The 2018 Legislative Session in Oklahoma will begin February 5, with the annual State of the State address by the Governor. The deadline for filing proposed legislation has passed, and thousands of new bills have been introduced. Education funding, raising revenue, and teacher pay raises will be on the agenda.
After two less-than-stellar Extraordinary Sessions called by the Governor, no new revenue has been legislated.
Oklahoma has cut funding to public schools more than any other state, and teacher pay is at the bottom of the nation. In addition to public schools, the health and mental health sectors of Oklahoma have been neglected for years.
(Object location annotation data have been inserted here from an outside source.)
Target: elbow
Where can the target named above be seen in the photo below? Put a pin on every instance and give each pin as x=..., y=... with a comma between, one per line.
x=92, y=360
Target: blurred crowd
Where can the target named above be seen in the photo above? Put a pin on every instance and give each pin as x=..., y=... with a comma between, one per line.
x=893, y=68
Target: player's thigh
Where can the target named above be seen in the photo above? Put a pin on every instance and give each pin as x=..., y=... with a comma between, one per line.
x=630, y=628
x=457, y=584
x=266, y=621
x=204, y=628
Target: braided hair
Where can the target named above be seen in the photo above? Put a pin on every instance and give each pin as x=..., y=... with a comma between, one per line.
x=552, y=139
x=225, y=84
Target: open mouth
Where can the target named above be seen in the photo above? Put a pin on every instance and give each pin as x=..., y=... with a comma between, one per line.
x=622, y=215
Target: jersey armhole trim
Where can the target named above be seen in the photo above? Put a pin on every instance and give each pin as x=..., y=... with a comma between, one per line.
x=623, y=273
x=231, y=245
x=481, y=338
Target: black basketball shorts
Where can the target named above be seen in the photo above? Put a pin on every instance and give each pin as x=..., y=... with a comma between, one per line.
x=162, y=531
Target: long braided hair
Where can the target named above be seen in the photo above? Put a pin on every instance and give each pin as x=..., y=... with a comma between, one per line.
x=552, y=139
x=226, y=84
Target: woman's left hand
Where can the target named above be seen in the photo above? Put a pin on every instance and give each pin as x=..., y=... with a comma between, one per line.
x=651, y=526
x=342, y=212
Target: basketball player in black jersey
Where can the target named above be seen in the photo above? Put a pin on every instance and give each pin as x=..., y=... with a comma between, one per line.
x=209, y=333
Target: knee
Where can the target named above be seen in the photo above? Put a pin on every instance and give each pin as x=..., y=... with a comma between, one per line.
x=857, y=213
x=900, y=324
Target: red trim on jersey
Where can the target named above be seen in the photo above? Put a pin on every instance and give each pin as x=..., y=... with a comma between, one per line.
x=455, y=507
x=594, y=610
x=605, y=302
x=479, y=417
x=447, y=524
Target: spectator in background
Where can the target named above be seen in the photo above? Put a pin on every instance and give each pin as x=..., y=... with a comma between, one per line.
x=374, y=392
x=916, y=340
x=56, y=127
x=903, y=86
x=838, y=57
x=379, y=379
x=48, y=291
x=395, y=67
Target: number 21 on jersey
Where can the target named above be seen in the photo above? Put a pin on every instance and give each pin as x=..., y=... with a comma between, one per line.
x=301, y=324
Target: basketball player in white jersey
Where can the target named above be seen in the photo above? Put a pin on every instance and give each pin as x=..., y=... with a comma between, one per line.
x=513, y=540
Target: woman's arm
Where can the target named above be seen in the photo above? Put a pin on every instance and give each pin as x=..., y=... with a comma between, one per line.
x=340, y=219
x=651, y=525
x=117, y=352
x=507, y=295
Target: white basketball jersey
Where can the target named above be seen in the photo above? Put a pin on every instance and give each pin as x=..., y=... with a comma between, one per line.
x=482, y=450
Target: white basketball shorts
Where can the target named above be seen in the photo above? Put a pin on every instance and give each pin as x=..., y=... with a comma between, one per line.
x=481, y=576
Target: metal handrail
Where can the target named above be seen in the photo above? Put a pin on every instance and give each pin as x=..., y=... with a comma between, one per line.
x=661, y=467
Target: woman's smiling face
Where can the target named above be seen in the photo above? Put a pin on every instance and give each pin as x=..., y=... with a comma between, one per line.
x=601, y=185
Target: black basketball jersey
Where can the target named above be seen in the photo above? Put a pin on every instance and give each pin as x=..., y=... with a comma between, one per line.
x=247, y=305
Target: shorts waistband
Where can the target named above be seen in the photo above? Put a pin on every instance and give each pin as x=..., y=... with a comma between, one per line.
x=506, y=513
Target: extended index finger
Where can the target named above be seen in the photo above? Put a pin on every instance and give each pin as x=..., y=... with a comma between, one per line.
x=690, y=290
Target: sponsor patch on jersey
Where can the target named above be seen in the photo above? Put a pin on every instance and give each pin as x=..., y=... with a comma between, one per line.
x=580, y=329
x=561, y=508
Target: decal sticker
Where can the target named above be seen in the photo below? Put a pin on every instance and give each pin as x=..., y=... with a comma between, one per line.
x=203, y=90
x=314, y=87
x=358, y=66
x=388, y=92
In the House of Representatives, over 160 education bills have been filed. Teacher salary schedules, funding reforms, changes to the charter school industry, requiring more reporting for private schools who take public school vouchers are among the subjects of bills filed. There is a question, though, about the House’s intent, because 96 of the bills filed are identified as ‘shell bills’ – bills with titles, but no specific language at the time of filing. One title, for example, has been filed by seven different Representatives: Oklahoma Education Act. Higher education in the state is also a subject of several bills, and several shell bills. One, the Forming Open and Robust University Minds Act, even with no specific legislative language, seems to be a bill offered by ALEC, the American Legislative Exchange Council, a national group “dedicated to the principles of limited government, free markets and federalism,” funded by Charles and David Koch.
The Senate has filed over 80 education bills, some with the same focus as the House bills: charter oversight, teacher pay among others. There are also bills to consolidate administrative services for certain school districts and to assist in consolidation. Reading titles of bills suggests two-year colleges will be a target of Senate investigation.
The Session is beginning as support for a new funding plan, Step Up Oklahoma, is gaining high-profile state leaders. Governor Fallin has signed on, as have all the living former governors of the state. The plan would create funding for a teacher raise, raise Gross Production Taxes on new oil wells to 4%, instead of the 7%, on a measure that could go to a vote of the people, and includes other non-budgetary reforms.
Adding to the urgency of this session is a recent survey published by the Oklahoma State Department of Education, which recently surveyed former educators about their reasons for leaving the profession. The top reason for teachers leaving teaching or the state, not surprisingly, was teacher pay. Oklahoma is already extending emergency certificates and alternative certificates to record numbers of teachers. The need for teacher raises is not a partisan issue, as leaders in both parties understand more teachers will leave, and more students will be taught by under-prepared teachers, or be combined into larger classes.
The legislative session in Oklahoma runs from February to May. Both political parties have been in caucus through the Extraordinary Sessions trying to find revenue to relieve funding pressures for public schools. There is bipartisan support for a teacher pay raise. Other substantive issues in education will also need to be addressed.